In terms of characters, I always knew that my protagonist would be a young woman and that there would also be other significant female characters. But Lucie’s friend, Aline, was actually a male character in an early draft. I felt, though, that the romantic relationship between them wasn’t working and was also taking focus away from what I felt was more important – Lucie’s growing sense of self-identity and responsibility. I think Lucie’s relationship with Aline allows me to explore a more interesting contrast and evolution.
Where do you normally write? Is it in the same place every day or are you an all over the place writer?
I’m a roving writer – I set myself up with my notebook or laptop wherever the spirit moves me. At home, that often means following the sun – from my bed, to the couch, to the front porch. Or when we’re not in lockdown here in Melbourne, I’ll spend time writing in cafes. I find being surrounded by people stimulating – watching them eat, talk, get on with their lives. There’s also an element of accountability – if I’m being a ‘writer’ in public, I have to look like the real deal – furiously scribbling away like Hemingway in La Closerie des Lilas in Paris.
What do you like to do when you’re not writing?
My spare time is spent on very simple, basic pursuits. I walk my dog, Harvey, for an hour every day along the Yarra River in Warrandyte. I read (but not as much as I should), I listen to podcasts and I let my curiosity lead me down rabbit holes to explore subjects such as neuroscience, evolution, linguistics and sanitation. I’m much too easily distracted, but my curiosity has provided me with many, many ideas for stories.
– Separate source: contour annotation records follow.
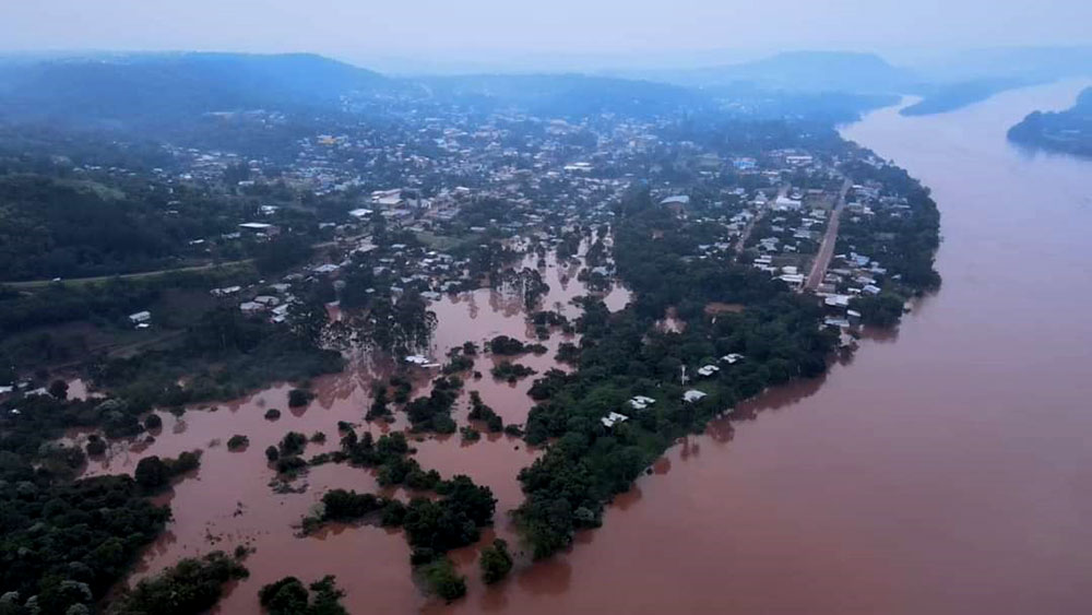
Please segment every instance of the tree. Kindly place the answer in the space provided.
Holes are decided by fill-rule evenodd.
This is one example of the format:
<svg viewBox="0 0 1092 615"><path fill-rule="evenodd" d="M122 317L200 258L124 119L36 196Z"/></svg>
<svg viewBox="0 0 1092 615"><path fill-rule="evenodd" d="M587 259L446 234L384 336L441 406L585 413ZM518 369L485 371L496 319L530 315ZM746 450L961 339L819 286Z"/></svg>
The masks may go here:
<svg viewBox="0 0 1092 615"><path fill-rule="evenodd" d="M133 474L136 484L147 490L157 489L170 480L170 469L156 456L145 457L136 463Z"/></svg>
<svg viewBox="0 0 1092 615"><path fill-rule="evenodd" d="M288 391L288 407L302 407L314 399L314 393L305 389L293 389Z"/></svg>
<svg viewBox="0 0 1092 615"><path fill-rule="evenodd" d="M49 383L49 394L59 400L68 399L68 382L60 379L54 380Z"/></svg>
<svg viewBox="0 0 1092 615"><path fill-rule="evenodd" d="M482 568L482 580L486 584L496 583L508 576L512 569L512 555L508 553L508 543L501 539L492 541L492 546L482 549L478 566Z"/></svg>
<svg viewBox="0 0 1092 615"><path fill-rule="evenodd" d="M427 564L423 570L429 591L451 602L466 595L466 578L455 571L447 557Z"/></svg>

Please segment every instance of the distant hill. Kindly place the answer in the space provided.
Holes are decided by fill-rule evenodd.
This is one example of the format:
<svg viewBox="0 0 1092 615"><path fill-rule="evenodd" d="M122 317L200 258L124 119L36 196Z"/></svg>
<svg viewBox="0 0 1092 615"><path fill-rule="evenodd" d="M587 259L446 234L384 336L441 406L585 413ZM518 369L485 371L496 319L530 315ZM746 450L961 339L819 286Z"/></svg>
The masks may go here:
<svg viewBox="0 0 1092 615"><path fill-rule="evenodd" d="M582 74L476 74L422 78L419 82L437 99L559 116L604 111L644 116L711 104L703 94L677 85Z"/></svg>
<svg viewBox="0 0 1092 615"><path fill-rule="evenodd" d="M899 113L904 116L927 116L931 114L943 114L956 109L981 103L1006 90L1022 87L1035 83L1031 80L1009 78L1009 79L980 79L975 81L960 81L957 83L946 83L926 88L925 97L917 103L904 107Z"/></svg>
<svg viewBox="0 0 1092 615"><path fill-rule="evenodd" d="M1092 156L1092 87L1064 111L1034 111L1009 129L1009 140L1021 145Z"/></svg>
<svg viewBox="0 0 1092 615"><path fill-rule="evenodd" d="M312 55L133 54L0 60L0 117L163 122L209 111L335 108L394 83Z"/></svg>
<svg viewBox="0 0 1092 615"><path fill-rule="evenodd" d="M915 67L933 82L1092 76L1092 47L998 47L947 54Z"/></svg>
<svg viewBox="0 0 1092 615"><path fill-rule="evenodd" d="M787 92L905 92L915 75L875 54L848 51L788 51L737 64L684 71L657 71L650 79L703 88L748 83Z"/></svg>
What authors and types of books do you love the most?
I love both short stories and novels that explore what it is to be human, in all our complexity and messiness and vulnerability. I particularly love books that focus on unusual protagonists, unlikely encounters, and unexpected perspectives on life and relationships. A few examples that come to mind are Olive Kitteridge by Elizabeth Strout, Extinctions by Josephine Wilson and A Burning by Megha Majumdar.
What book is currently on your bedside table?
Ooh … this is embarrassing. As a consequence of being easily distracted, I have a terrible habit of starting one book, hearing about another, getting it and not being able to wait to give it a go. This means that there is a perpetual pile of many, many started, but not-yet-finished books on my bedside table. But the one I’ll be reading tonight is Beloved by Toni Morrison.
Small Acts of Defiance
May, 1940: After a bitter tragedy, young Australian woman Lucie and her French mother Yvonne are forced to leave home and seek help from the only family they have left-Lucie’s uncle, Gerard.
As the Second World War engulfs Europe, the two women find themselves trapped in German-occupied Paris, sharing a cramped apartment with the authoritarian Gerard and his extremist views.
Drawing upon her artistic talents, Lucie risks her own safety to engage in small acts of defiance against the occupying forces and the collaborationist French regime, where the authorities reward French citizens for denouncing so-called ‘traitors’ in their community.
Faced with the escalating brutality of anti-Jewish measures, and the indifference of so many of her fellow Parisians, Lucie must decide how far she will go to defend the rights of others.